The quadrant defense:

The fundamental concept of this system is to break down your own target zone into 4 quadrants:

  1. Outside and above your secondary
  2. Outside and below your secondary
  3. Inside your secondary, above your sword
  4. Inside your secondary, below your sword

In each case, the defense is enacted to close the line of attack with the secondary and support the action by counter attacking with the sword. We are not simply impeding the arriving attack, but pushing forwards to actively disrupt and deflect the incoming attack. Also, by pushing forwards instead of sideways, we do not open a space between the sword and the secondary that the opponent can take advantage of.

Note in the examples below how the arms are portrayed moving forwards to defend the incoming attack.

The following images present examples from Capo Ferro’s 1610 treatise (Gran Simulacro…)[1] and a 1644 German-French reprint of Giganti’s 1606 (Scola overo teatro…)[2]:

Defenses in quadrant 1, outside and above your secondary:

– Giganti with sword and dagger

– Capo Ferro with sword and cape

– Capo Ferro with sword and Rotella

Defenses in quadrant 2, outside and below your secondary:

– Giganti

– Capo Ferro

Defenses in quadrant 3, inside your secondary, above your sword:

– Giganti

– Capo Ferro

Defenses in quadrant 4, inside your secondary, below your sword:

– Giganti

– Capo Ferro

The general idea of this system is that by simplifying everything into one of four defensive actions, you short cut your decision making of ‘how do I defend this attack?’, and move quickly into defending yourself. Wherever your opponent’s point goes, you counter with a deflection from your secondary, putting your sword to an opening in their defense, usually just inside of their sword arm, and pushing forward with a counter attack.

Try this with a friend:

  • Set yourself in guard with your secondary shoulder loose and as extended as possible without straining or rotating your back hip forwards.
  • Your partner approaches you in guard and aims their point where they see an opening, stopping just at the edge of their lunge distance.
  • Determine which quadrant they are pointing at and prepare the appropriate defense with the secondary.
  • Your partner attacks the opening with a lunge. You defend the attack with your secondary and extend your sword arm to where they are not defended.
  • Note: the key to this action is that both hands move forwards together, one defending and the other attacking.
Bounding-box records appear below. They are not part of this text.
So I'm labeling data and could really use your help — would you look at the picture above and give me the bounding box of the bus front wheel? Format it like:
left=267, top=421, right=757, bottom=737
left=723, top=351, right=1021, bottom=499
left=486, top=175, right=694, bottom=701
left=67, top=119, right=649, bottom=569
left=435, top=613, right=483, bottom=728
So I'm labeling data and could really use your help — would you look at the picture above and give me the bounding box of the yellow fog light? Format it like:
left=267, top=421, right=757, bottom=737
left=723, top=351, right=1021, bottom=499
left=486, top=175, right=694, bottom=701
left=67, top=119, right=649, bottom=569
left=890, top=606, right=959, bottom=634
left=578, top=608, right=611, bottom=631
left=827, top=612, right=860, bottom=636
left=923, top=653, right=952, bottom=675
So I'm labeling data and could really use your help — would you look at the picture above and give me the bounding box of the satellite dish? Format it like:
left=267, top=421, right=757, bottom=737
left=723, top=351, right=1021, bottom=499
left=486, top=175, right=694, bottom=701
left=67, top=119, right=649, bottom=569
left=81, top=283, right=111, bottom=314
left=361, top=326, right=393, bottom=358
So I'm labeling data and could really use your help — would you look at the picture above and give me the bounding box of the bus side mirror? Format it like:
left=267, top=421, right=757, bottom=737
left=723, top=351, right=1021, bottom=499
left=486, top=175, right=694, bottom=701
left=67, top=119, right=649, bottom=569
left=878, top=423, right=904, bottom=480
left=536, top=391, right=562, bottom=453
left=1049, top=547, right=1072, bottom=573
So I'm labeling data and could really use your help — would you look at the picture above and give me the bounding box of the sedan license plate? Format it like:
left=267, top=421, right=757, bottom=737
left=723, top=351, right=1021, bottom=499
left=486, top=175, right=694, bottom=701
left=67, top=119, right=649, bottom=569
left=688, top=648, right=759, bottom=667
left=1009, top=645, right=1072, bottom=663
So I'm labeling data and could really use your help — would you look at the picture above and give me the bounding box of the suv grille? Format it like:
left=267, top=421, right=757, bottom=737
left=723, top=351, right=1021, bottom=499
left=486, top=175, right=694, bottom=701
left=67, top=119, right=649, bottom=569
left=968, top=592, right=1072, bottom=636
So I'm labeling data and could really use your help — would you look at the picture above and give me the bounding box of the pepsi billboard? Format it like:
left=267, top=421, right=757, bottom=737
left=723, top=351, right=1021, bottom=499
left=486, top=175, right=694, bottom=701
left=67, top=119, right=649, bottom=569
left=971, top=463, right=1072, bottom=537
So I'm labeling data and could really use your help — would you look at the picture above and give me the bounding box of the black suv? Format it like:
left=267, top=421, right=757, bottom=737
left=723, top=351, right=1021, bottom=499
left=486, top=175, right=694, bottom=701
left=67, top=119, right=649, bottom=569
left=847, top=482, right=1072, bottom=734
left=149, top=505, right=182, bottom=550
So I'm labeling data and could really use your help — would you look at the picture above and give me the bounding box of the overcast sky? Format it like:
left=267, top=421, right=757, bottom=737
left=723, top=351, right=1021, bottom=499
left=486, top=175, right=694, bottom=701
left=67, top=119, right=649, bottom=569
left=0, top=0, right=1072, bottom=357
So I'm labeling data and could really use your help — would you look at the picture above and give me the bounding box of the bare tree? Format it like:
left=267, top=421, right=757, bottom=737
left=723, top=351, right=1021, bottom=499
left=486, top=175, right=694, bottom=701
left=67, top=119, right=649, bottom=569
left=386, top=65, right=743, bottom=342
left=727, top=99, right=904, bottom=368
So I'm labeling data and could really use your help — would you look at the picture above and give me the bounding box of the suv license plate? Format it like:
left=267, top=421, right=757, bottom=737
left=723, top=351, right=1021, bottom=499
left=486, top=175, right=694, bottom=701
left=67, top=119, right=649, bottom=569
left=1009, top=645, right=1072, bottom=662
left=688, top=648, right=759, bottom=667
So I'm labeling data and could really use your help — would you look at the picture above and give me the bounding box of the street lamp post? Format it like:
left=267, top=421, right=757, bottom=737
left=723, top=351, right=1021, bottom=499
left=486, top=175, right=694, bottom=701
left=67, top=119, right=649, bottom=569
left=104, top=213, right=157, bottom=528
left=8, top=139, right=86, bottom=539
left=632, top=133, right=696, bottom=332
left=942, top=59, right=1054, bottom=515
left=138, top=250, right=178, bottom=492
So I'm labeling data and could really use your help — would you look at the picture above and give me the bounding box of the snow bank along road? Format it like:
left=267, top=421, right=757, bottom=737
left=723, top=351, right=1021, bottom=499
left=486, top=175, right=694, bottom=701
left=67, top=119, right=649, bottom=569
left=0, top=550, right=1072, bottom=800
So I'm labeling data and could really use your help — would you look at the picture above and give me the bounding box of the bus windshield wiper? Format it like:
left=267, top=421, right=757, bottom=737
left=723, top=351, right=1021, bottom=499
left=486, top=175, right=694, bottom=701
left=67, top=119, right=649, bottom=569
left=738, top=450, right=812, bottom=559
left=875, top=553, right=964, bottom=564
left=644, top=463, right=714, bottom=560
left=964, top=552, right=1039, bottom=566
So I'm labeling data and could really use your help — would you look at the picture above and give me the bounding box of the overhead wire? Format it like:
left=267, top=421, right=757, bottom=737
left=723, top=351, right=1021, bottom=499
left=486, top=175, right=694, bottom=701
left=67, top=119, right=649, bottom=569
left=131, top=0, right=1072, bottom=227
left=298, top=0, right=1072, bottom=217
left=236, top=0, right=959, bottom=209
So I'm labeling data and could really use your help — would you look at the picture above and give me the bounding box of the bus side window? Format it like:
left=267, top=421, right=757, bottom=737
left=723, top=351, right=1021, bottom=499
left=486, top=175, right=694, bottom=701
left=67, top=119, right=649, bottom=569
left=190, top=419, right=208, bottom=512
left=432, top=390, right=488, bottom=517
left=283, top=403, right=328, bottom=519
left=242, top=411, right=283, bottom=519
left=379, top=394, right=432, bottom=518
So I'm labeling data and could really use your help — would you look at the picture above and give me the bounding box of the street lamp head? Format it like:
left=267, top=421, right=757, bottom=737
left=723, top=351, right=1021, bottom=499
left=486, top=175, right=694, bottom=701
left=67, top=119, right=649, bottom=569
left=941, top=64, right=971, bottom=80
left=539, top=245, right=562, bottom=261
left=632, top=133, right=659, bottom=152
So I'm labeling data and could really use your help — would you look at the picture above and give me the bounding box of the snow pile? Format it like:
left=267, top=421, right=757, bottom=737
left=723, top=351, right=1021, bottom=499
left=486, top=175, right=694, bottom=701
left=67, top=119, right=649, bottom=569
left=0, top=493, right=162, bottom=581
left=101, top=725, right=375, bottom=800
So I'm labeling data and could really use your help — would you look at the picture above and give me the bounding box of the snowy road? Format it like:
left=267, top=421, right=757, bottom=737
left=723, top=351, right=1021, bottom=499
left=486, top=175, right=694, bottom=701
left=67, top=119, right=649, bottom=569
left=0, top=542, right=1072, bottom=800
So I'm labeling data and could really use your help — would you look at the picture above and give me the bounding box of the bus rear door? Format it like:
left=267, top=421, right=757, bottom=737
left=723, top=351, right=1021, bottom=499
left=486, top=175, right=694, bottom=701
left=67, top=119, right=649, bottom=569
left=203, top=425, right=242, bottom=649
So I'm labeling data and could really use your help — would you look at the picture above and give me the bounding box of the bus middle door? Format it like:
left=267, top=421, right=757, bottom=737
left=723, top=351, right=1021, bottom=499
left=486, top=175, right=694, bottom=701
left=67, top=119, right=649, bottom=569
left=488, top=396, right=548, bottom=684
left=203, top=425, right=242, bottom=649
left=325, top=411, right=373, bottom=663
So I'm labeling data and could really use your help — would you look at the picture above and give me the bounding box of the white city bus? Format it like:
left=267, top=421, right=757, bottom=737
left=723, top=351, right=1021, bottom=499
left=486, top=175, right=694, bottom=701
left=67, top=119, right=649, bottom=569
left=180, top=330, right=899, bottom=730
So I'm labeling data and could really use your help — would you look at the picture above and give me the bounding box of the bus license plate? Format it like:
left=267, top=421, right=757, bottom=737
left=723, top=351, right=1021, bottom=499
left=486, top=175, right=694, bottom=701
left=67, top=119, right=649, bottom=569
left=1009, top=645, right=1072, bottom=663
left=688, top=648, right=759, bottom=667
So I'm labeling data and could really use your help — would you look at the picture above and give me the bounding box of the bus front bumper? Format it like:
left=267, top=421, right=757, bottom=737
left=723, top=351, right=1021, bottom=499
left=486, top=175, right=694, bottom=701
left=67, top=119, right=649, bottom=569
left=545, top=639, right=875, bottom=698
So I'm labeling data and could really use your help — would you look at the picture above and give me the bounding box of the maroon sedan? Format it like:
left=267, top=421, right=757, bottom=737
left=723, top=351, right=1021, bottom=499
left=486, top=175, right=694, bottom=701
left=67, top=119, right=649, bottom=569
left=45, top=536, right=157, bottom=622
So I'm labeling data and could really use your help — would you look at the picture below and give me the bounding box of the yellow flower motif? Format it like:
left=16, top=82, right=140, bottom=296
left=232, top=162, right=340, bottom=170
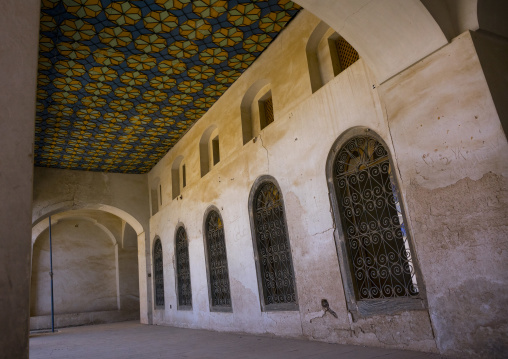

Leaning forward with your torso (and not moving your feet) will also help.
  • Repeat and practice defending against attacks to all 4 quadrants.

If you find that your partner is attacking the same quadrants over and over again, and not attacking others, then you are probably covering the un-attacked quadrants in your guard. Try situating yourself in a different position that will create a new opening for your partner to attack.

With practice you should find that you can easily respond to a predictable, straight-line attack, and can quickly assess where your opponent’s attack is directed. Also, you may find that if you situate yourself in specific postures, your opponent is more prone to attacking you in one spot more than another, making them more predictable and easier to counter.

1.Capo Ferro, Ridolfo. Scans of illustrations. Gran Simulacro della Arte e dell Uso della Scherma. Siena, Italy, 1610.

2. Giganti, Nicoletto. Scola, overo, Teatro : nelquale sono rappresentate diverse maniere, e modi di parare, e di ferire di spada sola, e di spada, e pugnale; dove ogni studioso portra essercitarsi e farsi prattico nella professione dell’ Armi. Herzog August Bibliothek. 2009.